As you may remember from my prior attempt at using Altavista Search I ran out of space, and found out it only serves pages on 127.0.0.1:6688 and is pretty much hardcoded to do so. It’s a “fine” hyrid java 1.01 application, with the bulk of it being java. I finally got around to setting up a VM, and unpacking all of the utzoo archives, and indexing them. I should have done something about the IO because this took too long (KVM).
So to cheat the system, I installed stunnel as a simple https to http proxy, which let me access my search VM anywhere. However it still embedded 127.0.0.1 in all the pages.
Enter an Apache reverse proxy to talk to stunnel to talk to AltaVista search!
First to enable a few modules:
And adding this into the config:
ProxyPass “/altavista/” “https://10.12.0.16”
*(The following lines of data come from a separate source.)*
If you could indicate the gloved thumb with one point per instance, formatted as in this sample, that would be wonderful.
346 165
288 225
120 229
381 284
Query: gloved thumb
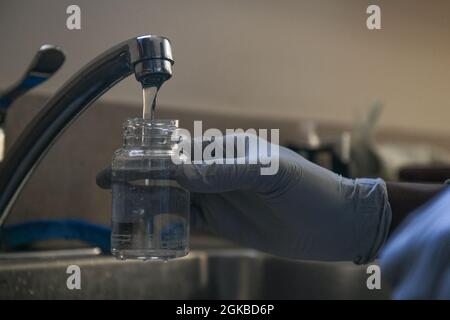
216 178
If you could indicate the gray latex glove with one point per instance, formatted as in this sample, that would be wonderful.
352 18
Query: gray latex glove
304 211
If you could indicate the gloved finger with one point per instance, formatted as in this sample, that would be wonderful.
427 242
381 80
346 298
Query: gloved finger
239 165
216 178
103 178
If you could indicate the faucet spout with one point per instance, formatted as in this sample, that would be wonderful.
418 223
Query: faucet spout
148 57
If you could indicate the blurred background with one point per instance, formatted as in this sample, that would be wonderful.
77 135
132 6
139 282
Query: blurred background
361 102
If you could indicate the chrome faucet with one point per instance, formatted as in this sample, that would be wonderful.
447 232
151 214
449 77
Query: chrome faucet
148 57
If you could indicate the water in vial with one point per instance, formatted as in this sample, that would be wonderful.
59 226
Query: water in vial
149 218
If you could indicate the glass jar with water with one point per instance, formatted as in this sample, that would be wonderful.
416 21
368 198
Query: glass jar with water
150 210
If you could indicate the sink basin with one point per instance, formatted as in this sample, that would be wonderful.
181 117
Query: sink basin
207 274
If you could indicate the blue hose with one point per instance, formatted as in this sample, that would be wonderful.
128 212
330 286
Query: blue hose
70 229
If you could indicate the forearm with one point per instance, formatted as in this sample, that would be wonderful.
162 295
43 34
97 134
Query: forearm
404 197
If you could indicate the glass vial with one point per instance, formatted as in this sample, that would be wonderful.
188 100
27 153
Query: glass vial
150 210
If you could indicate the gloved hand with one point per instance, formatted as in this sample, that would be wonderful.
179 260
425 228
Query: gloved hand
303 211
416 259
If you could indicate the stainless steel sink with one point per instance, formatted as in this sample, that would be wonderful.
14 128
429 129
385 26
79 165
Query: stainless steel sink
209 274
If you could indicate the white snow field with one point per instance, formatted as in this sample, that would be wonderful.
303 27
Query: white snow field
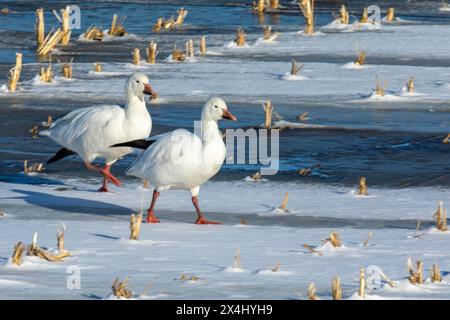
97 233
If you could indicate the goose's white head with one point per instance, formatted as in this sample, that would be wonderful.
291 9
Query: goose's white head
138 85
216 109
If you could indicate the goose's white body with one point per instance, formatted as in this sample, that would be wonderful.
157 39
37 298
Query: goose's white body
183 160
90 132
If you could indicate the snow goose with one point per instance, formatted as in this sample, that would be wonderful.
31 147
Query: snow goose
182 160
89 132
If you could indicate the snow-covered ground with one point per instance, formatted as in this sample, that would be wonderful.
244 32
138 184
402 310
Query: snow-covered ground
97 236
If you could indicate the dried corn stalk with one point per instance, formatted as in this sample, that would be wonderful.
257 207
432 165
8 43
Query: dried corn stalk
240 37
268 109
97 67
295 67
117 29
415 275
40 26
16 257
307 8
50 42
237 259
436 275
311 291
344 16
390 16
364 16
67 70
135 226
158 24
410 85
363 187
362 283
336 289
94 33
46 74
152 52
14 73
441 217
361 58
136 56
120 289
203 45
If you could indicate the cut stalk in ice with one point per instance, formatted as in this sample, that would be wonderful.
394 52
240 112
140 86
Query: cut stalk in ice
295 67
190 48
46 74
363 187
14 73
158 24
67 70
436 275
120 289
380 89
40 26
268 109
390 16
178 55
369 236
97 67
65 25
94 33
136 56
182 13
441 217
344 16
135 225
410 85
362 283
364 16
415 275
117 29
152 52
50 42
203 45
240 37
60 239
361 58
311 291
336 289
284 203
17 255
307 7
237 259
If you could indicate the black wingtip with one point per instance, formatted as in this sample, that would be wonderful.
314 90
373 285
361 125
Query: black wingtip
139 144
62 153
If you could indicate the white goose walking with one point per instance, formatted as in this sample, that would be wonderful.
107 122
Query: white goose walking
183 160
90 132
ProxyPassReverse “/altavista/” “https://10.12.0.16/”
AddOutputFilterByType SUBSTITUTE text/html
Substitute “s|file:///C:\Program Files\DIGITAL\AltaVista Search\My Computer\images\|http://debian7/images/|n”
Substitute “s|<a href=http://debian7/altavista/?pg=q&what=0&fmt=d|<!—|n”
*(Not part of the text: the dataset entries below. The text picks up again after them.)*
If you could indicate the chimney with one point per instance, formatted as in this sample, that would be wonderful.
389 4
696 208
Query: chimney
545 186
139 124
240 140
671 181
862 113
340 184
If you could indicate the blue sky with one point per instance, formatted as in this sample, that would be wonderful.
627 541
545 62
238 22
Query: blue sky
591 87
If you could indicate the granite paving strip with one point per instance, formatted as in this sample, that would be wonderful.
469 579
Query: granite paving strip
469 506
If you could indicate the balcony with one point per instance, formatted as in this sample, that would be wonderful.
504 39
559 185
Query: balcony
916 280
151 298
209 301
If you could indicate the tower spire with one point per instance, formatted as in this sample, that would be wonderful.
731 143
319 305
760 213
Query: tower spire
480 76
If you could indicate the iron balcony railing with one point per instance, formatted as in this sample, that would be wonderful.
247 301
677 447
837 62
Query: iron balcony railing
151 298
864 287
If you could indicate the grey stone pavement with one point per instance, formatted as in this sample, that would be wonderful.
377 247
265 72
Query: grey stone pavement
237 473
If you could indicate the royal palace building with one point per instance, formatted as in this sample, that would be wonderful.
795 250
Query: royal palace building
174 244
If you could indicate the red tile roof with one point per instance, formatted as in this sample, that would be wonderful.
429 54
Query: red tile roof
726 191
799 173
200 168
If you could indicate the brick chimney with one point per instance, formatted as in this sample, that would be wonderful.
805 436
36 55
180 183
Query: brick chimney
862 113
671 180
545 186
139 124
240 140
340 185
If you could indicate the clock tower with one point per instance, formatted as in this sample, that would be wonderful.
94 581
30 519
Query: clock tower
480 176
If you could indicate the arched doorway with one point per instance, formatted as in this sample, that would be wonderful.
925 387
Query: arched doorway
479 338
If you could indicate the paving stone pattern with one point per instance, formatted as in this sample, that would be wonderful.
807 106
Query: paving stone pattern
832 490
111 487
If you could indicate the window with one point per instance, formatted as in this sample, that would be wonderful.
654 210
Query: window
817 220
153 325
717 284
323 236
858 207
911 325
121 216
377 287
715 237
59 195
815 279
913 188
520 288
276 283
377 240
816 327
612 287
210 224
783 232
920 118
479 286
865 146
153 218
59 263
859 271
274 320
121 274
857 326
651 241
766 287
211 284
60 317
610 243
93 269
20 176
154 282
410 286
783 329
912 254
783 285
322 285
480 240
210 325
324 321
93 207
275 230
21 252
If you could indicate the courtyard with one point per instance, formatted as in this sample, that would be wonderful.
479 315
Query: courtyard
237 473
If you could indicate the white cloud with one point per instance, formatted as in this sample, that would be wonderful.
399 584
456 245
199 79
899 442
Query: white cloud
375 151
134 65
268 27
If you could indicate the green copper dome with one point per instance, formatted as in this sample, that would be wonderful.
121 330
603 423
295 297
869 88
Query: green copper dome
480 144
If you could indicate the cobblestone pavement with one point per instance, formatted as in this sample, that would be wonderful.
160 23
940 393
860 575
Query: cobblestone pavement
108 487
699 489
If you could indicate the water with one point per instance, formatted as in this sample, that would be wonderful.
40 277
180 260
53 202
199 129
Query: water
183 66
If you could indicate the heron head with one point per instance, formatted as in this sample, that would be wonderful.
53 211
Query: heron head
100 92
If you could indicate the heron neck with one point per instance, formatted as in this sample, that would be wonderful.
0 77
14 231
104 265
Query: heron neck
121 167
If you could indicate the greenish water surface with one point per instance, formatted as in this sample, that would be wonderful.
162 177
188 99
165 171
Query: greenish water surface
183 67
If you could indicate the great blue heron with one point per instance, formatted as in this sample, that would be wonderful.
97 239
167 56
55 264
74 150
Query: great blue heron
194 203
This let me redirect all of those requests into a VM called debian7 on the /altavista path. I also copied the images to the apache server, and now I get something that looks correct!
I cut the results short… But here is a search of something simple:
I also killed all the ‘working URL’s that simply open a desktop application on the index ‘server’. Naturally it was a personal service, but as a server this isn’t any good. As such you can’t click on any search results now. I need something else to figure out how to take the result blocks like “u:\b128\comp\databases\2852” and turn them into URL’s.
Also, as much as I want to re-index I would be best to cut off the headers, or most of them so the preview lines make sense. Xref, Path, even From & Newsgroups don’t interest me.
I hate to leave it as ‘good enough’ but if anyone has a solution…. I’ll be glad to make this wonderful resource available!